Tuesday, October 18, 2011

The Gospel According to Warren

Warren Kinsella is now channelling Jesus. Funny, that.

Kinsella says :
But the Occupiers are the first truly populist, progressive movement to seize peoples’ imaginations in a long, long time. In this way — and I know this will anger some conservatives, but too bad — the Occupiers are a bit Christ-like.

*Christ-like*? Huh?

What is it? The ignorance? The arrogance? The haughty demeanour? The self-righteousness? The lack of direction and purpose? What is it exactly that Warren sees as *Christ-like*? Warren explains:

As noted most memorably in Matthew 25:31, when Judgment Day arrives, the ones who will be admitted into the Kingdom are the ones who have done the most for “the least” among us — the hungry, the sick, the poor.

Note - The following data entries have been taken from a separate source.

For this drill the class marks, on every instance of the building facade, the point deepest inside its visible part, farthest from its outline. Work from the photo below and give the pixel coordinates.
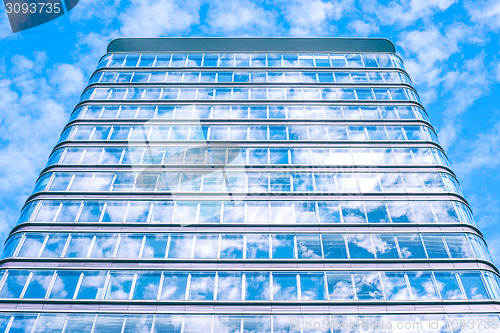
(248, 185)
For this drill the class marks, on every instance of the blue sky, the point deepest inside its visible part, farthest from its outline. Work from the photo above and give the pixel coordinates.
(450, 48)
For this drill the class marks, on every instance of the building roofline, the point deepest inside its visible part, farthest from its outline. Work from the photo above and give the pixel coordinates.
(275, 44)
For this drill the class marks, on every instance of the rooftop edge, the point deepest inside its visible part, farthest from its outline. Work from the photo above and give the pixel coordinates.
(276, 44)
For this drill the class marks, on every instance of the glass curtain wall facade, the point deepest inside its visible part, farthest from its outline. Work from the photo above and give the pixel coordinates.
(248, 185)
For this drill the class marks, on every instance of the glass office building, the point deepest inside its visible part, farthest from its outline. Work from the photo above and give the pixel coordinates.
(248, 185)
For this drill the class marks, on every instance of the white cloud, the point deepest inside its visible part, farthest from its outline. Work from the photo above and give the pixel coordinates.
(230, 16)
(68, 79)
(311, 17)
(157, 18)
(364, 28)
(87, 10)
(32, 119)
(405, 13)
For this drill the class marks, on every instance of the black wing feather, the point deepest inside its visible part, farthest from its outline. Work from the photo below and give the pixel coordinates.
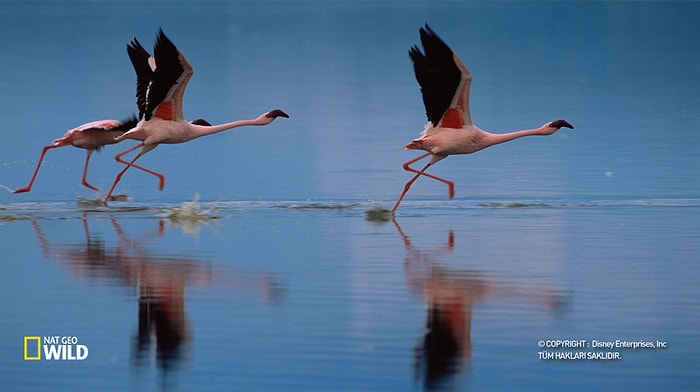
(139, 59)
(168, 71)
(436, 73)
(128, 123)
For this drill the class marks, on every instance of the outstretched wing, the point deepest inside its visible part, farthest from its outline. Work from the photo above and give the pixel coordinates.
(140, 60)
(167, 87)
(444, 81)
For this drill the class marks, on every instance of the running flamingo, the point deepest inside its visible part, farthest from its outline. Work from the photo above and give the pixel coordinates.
(445, 82)
(160, 85)
(91, 136)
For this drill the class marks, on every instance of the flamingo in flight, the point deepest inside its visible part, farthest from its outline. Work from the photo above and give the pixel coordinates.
(160, 86)
(445, 83)
(91, 136)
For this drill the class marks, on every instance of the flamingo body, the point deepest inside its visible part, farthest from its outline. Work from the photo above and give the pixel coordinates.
(445, 84)
(160, 86)
(92, 136)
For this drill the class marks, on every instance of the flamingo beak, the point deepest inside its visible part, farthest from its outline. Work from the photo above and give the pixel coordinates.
(560, 124)
(277, 113)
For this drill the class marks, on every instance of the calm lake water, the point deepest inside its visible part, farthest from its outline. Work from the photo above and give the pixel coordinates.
(264, 263)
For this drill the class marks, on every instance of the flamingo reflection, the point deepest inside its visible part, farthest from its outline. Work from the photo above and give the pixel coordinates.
(163, 330)
(445, 350)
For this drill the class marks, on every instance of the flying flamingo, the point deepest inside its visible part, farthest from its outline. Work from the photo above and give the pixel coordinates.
(445, 82)
(91, 136)
(160, 85)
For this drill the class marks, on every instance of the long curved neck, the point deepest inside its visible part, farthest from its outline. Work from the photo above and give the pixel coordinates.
(203, 130)
(495, 138)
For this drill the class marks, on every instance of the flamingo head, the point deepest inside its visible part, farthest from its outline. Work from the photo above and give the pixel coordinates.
(551, 127)
(276, 113)
(561, 124)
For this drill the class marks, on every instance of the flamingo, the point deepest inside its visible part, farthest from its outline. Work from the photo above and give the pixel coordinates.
(160, 86)
(445, 83)
(90, 136)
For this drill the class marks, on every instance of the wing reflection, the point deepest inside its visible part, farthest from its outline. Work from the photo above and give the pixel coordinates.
(163, 331)
(445, 350)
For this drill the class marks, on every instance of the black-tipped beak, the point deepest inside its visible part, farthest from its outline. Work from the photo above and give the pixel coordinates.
(561, 124)
(277, 113)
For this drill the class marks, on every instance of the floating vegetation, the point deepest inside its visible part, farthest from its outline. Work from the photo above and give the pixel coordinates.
(119, 197)
(8, 218)
(190, 213)
(93, 202)
(378, 214)
(514, 205)
(318, 206)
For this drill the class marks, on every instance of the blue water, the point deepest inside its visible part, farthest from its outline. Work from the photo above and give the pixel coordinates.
(279, 277)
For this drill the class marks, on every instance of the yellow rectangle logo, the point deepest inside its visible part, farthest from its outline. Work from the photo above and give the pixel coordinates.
(37, 357)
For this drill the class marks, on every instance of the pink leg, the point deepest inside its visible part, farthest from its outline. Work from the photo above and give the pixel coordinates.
(38, 165)
(130, 164)
(84, 181)
(118, 157)
(450, 184)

They also serve, who only stand and chant? I don't buy it. What exactly have the occupiers done for the *least* among us? How are they serving their fellow man? By trying to affect change? What change? We live in Canada. Poverty, Toronto-style is not what you'd find in the 3rd world or in biblical times. The occupiers have no raison d'ĂȘtre . . . they are not trying to help others . . . they are not trying to shine a light on the plight of the underclasses . . . they are standing chanting for themselves, each saying *poor, pitiful me*.

Christ-like, my ass.

Warren goes on to say:

If you strive to know Him, like some of us do, there can’t be much doubt that the rabbi named Jesus Christ was no capitalist. Nor is there any mystery WWJD with the Occupiers, this past weekend.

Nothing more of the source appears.